Then (quite a contrast!) – a eucharistic service in Chester Cathedral in England: the three celebrants dressed in green cassocks were way up at the altar with their backs to us. . They swung their incense-thing, and rang bells – it could have been a thousand years earlier. It was very moving when the visiting choir sang the great Anglican communion hymn, ‘And now O Father mindful of the love….’
And so we come – also probably from various traditions – to share in Christ’s body and blood. Millions around the world on this day will do in their own way: some will be seated and the elements will be brought to them; others will go to the front of their sanctuary to receive them. They’ll be worshipping in cathedrals and little weatherboard churches, in prisons and in homes – in churches or groups belonging to the 26,000 different Christian denominations. They will all have some sort of food – usually bread – and some form of liquid – mostly wine or grape-juice – remembering what God has done for them in Christ, sharing communion with their Lord and with one another, and making their response in commitment to do in their world what Jesus did in his. In just about all these churches they will hear the words, ‘This is my body’, ‘This is my blood’. But what does that mean?
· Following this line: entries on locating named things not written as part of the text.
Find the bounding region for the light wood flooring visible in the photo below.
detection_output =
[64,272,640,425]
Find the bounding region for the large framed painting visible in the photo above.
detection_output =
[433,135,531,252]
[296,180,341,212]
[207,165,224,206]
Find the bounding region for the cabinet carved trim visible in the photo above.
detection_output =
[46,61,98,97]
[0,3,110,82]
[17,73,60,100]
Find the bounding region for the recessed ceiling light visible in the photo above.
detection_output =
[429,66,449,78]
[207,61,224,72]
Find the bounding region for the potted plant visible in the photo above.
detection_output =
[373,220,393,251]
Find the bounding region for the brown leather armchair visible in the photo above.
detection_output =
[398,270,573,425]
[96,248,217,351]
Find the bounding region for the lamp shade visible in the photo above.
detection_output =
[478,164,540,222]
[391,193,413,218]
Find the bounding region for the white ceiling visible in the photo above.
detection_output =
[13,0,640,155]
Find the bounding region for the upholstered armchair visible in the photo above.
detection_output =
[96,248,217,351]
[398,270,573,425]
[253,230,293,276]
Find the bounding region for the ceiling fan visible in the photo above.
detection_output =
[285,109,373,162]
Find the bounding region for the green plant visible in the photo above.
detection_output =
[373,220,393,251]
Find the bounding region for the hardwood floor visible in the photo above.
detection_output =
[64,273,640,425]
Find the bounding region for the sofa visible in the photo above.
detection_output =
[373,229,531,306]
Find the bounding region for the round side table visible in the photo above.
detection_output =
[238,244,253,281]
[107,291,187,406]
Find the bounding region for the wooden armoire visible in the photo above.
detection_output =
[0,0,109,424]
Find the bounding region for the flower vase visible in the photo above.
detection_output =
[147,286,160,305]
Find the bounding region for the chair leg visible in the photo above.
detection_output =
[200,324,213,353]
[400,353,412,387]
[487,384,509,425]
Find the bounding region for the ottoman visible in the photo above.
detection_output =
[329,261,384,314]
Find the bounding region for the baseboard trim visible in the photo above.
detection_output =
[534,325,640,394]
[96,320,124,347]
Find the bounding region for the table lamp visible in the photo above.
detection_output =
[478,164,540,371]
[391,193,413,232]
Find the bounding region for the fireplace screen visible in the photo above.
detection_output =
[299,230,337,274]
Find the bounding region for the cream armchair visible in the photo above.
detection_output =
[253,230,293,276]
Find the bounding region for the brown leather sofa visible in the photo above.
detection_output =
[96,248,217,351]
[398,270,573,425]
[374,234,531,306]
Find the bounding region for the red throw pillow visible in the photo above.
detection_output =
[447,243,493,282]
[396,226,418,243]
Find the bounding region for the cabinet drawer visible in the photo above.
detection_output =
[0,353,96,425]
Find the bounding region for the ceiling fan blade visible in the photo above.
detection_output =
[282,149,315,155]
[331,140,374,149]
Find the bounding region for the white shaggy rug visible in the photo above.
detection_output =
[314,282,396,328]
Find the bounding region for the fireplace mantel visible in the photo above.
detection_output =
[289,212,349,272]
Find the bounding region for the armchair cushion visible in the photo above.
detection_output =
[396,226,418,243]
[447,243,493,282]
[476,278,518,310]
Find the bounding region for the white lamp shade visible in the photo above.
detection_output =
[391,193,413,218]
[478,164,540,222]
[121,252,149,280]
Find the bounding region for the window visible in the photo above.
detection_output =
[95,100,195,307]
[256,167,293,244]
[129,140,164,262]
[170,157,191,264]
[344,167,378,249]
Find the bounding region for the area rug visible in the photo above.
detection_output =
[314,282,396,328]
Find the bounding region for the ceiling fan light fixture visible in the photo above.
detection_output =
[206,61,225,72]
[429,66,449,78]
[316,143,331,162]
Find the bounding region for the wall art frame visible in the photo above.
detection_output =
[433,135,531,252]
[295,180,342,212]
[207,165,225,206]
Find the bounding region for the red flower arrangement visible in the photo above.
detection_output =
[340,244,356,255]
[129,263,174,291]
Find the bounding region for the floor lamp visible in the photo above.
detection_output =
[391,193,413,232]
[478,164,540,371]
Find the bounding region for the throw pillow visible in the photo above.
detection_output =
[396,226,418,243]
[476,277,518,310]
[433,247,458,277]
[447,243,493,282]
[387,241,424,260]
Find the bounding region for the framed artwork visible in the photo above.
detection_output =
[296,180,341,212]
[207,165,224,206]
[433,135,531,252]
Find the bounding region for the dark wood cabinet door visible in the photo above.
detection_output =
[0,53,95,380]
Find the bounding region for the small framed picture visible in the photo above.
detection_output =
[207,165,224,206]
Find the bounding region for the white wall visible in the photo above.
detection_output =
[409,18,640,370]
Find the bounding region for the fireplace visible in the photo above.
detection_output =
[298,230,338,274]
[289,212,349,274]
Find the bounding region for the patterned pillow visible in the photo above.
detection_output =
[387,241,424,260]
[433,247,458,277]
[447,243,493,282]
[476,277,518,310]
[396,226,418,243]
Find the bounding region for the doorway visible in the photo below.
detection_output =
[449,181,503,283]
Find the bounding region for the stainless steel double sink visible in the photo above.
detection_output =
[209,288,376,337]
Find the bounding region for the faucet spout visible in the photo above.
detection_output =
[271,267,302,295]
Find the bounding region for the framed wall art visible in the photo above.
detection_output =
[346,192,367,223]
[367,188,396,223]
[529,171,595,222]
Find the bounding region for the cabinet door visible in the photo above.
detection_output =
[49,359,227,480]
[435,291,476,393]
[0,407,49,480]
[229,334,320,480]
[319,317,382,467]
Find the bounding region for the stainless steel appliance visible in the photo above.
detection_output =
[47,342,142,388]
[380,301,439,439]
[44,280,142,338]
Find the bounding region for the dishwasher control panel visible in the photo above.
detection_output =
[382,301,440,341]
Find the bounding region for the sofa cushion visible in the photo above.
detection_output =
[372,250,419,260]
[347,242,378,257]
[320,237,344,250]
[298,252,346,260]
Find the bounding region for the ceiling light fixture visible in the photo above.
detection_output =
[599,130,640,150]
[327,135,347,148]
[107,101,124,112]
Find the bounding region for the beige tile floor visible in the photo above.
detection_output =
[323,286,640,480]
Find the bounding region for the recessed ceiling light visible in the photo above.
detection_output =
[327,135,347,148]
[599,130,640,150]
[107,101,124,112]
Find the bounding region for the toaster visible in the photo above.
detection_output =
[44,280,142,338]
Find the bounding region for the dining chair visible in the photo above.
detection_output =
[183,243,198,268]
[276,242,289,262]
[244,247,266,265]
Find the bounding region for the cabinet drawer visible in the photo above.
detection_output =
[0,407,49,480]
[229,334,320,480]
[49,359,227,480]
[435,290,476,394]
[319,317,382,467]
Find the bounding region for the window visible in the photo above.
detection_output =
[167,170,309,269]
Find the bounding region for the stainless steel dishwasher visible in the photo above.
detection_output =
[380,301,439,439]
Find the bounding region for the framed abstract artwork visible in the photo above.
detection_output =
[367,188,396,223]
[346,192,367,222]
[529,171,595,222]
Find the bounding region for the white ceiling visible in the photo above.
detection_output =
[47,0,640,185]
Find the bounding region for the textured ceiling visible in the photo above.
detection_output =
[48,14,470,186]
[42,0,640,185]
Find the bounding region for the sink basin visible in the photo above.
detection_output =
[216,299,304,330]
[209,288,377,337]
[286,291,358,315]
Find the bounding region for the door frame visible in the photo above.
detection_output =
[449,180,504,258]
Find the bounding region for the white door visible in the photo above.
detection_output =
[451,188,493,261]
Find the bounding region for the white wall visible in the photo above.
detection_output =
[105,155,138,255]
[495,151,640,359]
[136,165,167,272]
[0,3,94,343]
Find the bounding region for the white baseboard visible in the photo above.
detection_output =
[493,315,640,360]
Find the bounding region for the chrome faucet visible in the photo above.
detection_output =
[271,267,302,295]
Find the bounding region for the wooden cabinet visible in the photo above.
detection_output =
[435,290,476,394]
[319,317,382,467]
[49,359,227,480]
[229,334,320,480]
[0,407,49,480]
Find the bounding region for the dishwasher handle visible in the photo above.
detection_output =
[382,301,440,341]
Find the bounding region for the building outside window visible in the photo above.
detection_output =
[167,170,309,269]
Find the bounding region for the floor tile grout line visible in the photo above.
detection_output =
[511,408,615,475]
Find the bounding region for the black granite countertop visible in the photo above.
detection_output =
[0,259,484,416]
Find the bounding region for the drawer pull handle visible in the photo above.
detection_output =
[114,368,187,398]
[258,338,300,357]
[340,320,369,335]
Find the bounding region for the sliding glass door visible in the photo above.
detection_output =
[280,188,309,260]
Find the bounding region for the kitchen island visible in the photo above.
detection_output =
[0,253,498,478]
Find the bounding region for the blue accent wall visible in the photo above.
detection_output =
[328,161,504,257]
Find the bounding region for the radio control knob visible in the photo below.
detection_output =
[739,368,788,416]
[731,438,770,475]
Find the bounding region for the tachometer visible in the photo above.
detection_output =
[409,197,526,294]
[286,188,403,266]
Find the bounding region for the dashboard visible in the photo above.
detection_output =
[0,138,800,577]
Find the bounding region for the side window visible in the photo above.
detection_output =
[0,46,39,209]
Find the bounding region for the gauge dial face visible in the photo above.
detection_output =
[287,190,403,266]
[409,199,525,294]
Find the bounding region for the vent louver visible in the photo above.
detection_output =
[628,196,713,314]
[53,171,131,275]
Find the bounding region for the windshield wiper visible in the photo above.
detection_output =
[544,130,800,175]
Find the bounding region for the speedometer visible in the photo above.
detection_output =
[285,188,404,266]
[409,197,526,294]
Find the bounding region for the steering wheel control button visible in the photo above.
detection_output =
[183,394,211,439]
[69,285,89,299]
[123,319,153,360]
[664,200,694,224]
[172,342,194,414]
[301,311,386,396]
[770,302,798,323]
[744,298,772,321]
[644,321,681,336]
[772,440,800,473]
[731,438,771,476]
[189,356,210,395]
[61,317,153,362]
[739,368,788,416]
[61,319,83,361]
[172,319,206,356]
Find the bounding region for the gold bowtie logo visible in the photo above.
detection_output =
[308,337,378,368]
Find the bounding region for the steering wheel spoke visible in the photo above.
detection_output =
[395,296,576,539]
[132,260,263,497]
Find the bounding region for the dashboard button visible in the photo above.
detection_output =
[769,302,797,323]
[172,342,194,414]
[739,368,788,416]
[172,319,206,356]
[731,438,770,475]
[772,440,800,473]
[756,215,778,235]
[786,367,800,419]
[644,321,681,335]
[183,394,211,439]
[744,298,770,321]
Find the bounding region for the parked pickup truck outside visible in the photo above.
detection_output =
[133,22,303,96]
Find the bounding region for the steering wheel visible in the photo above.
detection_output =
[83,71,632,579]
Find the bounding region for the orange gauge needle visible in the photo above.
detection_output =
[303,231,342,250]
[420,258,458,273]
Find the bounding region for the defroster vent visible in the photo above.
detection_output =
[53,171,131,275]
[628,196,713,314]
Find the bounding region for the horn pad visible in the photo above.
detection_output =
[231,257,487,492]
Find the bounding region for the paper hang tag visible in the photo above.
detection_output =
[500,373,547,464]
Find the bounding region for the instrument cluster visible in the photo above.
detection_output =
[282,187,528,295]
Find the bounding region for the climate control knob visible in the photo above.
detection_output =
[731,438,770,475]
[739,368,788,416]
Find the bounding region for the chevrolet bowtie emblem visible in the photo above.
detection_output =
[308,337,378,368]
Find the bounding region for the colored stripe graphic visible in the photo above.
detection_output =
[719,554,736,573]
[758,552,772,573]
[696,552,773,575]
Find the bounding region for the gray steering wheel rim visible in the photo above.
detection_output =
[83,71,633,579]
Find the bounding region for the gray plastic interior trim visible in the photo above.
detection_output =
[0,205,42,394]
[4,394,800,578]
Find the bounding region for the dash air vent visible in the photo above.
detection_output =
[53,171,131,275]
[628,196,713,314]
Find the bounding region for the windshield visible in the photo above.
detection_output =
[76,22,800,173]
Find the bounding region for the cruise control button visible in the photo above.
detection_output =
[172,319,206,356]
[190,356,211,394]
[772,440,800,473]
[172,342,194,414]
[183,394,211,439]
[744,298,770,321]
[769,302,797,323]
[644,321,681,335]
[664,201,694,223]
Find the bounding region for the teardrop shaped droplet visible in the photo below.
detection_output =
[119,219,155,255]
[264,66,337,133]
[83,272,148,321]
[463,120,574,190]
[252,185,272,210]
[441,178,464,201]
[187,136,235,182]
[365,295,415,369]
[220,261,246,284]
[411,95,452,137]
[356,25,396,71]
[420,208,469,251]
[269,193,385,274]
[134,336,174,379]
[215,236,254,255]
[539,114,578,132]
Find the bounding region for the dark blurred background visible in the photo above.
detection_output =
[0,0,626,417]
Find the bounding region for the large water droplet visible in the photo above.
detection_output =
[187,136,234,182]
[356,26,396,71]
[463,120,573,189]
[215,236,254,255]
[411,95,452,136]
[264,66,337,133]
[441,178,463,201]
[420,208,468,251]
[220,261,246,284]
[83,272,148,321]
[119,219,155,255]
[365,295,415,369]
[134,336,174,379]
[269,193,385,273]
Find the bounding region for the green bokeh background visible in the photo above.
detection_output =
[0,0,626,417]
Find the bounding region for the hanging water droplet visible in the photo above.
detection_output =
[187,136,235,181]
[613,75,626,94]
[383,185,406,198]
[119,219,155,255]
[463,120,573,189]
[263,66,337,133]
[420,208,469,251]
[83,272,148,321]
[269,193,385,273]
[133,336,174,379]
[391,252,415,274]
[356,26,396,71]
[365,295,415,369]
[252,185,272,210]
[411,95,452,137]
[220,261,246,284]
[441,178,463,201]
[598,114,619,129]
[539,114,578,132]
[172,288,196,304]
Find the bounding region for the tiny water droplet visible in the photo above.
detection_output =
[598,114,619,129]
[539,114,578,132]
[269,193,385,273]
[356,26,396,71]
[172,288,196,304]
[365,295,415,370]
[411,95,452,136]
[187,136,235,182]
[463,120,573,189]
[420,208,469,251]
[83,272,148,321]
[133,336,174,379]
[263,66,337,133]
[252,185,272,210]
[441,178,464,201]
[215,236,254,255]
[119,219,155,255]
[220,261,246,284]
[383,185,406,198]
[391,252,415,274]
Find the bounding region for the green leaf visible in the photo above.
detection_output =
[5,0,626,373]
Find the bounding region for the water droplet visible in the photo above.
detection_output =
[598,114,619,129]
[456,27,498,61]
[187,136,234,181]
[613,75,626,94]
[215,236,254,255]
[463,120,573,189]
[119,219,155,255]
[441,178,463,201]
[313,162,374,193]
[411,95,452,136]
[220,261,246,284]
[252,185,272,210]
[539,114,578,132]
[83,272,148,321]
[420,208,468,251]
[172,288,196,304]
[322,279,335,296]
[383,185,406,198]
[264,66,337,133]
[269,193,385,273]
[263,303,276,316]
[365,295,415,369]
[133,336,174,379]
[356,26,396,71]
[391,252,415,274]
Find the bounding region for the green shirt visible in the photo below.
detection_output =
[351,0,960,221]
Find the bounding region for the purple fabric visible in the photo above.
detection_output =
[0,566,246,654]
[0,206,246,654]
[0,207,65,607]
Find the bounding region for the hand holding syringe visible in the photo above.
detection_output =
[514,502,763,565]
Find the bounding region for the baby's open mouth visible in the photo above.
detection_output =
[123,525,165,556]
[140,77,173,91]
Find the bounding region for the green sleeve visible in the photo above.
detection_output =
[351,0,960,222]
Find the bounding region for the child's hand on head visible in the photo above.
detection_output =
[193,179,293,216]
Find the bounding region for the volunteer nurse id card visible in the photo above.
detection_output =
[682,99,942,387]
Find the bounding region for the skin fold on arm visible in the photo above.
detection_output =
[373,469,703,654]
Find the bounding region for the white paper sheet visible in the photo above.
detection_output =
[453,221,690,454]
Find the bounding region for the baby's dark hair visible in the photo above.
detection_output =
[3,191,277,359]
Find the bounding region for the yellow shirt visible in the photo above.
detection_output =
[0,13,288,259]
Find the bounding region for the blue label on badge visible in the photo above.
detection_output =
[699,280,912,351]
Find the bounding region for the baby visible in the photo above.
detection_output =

At a basic level it means that art and symbol and story are much more powerful than words and concepts to transform us, as Jung often said. When Jesus wanted to get a message of God’s love across to very religious people, he didn’t give a dissertation about a biblical theology of grace: he told a story about a father who had two sons, about a Samaritan who helped a Jew…. And when he wanted his followers to recall, remember, the event which was to be the climax of his life and mission, he gave them this memorial. It’s a very powerful symbol: and as a pastor for 35 years, I’ve often watched the children during a communion service. They seem to have an innate appreciation of the power of these symbols.
Another way of putting it: actions speak louder than words. This week my secretary was up one night until 6 a.m. updating our mailing-list for a mail-out to the people who promise to pray for our little ministry. I thanked her with words – several times. But I did something else – I sent her flowers, with a note of appreciation. She couldn’t get over that: it was far more significant for her than all my words…. Flowers weren’t merely flowers: there was a deeper message. A flag is not, for most people, simply a piece of colored cloth: it has deeper nationalistic significance….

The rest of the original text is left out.